Yes, ABA block, refresh your head. Get a mildish cam. Not sure if a 276 would be too "wild" but that'd be the one to get. Otherwise, the 268 works well, and is a good candidate if you're not planning on upgrading your valvetrain. 

Has anyone ever done testing with an intake charge "container"? I know some newer Japanese cars have them, and am not sure of what the deal with them is; I'm imagining either throttle response (seems counterproductive then?) or to smooth the pulses with a wilder cam for a better idle? Maybe something similar would work with Digifant if adapted properly.


----------



## ps2375 (Aug 13, 2003)

ziddey said:


> Has anyone ever done testing with an intake charge "container"? I know some newer Japanese cars have them, and am not sure of what the deal with them is; I'm imagining either throttle response (seems counterproductive then?) or to smooth the pulses with a wilder cam for a better idle? Maybe something similar would work with Digifant if adapted properly.

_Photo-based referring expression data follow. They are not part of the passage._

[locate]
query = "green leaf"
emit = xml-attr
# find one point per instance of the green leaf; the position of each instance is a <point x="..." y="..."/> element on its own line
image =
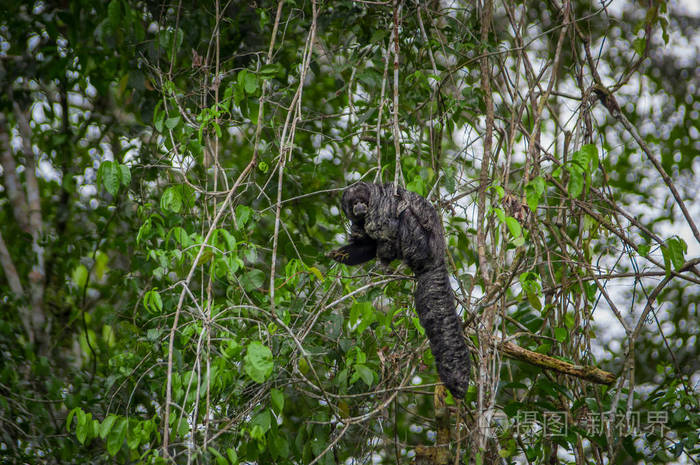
<point x="171" y="123"/>
<point x="281" y="446"/>
<point x="416" y="185"/>
<point x="262" y="420"/>
<point x="232" y="456"/>
<point x="258" y="362"/>
<point x="80" y="275"/>
<point x="676" y="251"/>
<point x="110" y="173"/>
<point x="589" y="152"/>
<point x="152" y="301"/>
<point x="575" y="187"/>
<point x="242" y="215"/>
<point x="514" y="227"/>
<point x="644" y="249"/>
<point x="220" y="459"/>
<point x="533" y="192"/>
<point x="247" y="81"/>
<point x="106" y="425"/>
<point x="277" y="399"/>
<point x="500" y="214"/>
<point x="114" y="14"/>
<point x="69" y="418"/>
<point x="499" y="190"/>
<point x="362" y="313"/>
<point x="560" y="334"/>
<point x="252" y="280"/>
<point x="364" y="373"/>
<point x="569" y="321"/>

 What exactly do you mean, not the sections of plumbing attached to the intake? From what I understand about those, they are there to help minimize intake noise.


----------



## ziddey (Apr 16, 2006)

haha wow. that's a tragedy. 










I thought I saw a car with something like that but in between the MAF and TB. Guess not


----------



## nairmac (Jan 22, 2004)

ziddey said:


> Yes, ABA block, refresh your head. Get a mildish cam. Not sure if a 276 would be too "wild" but that'd be the one to get. Otherwise, the 268 works well, and is a good candidate if you're not planning on upgrading your valvetrain.
> 
> Has anyone ever done testing with an intake charge "container"? I know some newer Japanese cars have them, and am not sure of what the deal with them is; I'm imagining either throttle response (seems counterproductive then?) or to smooth the pulses with a wilder cam for a better idle? Maybe something similar would work with Digifant if adapted properly.





ps2375 said:


> What exactly do you mean, not the sections of plumbing attached to the intake? From what I understand about those, they are there to help minimize intake noise.


----------



## ps2375 (Aug 13, 2003)

That to me looks to be nothing but "ducting". Poss good for cooler air and it's benefits, but seeing as it has to pass thru the metering plate and the TB yet, I doubt it had any other benefits.


----------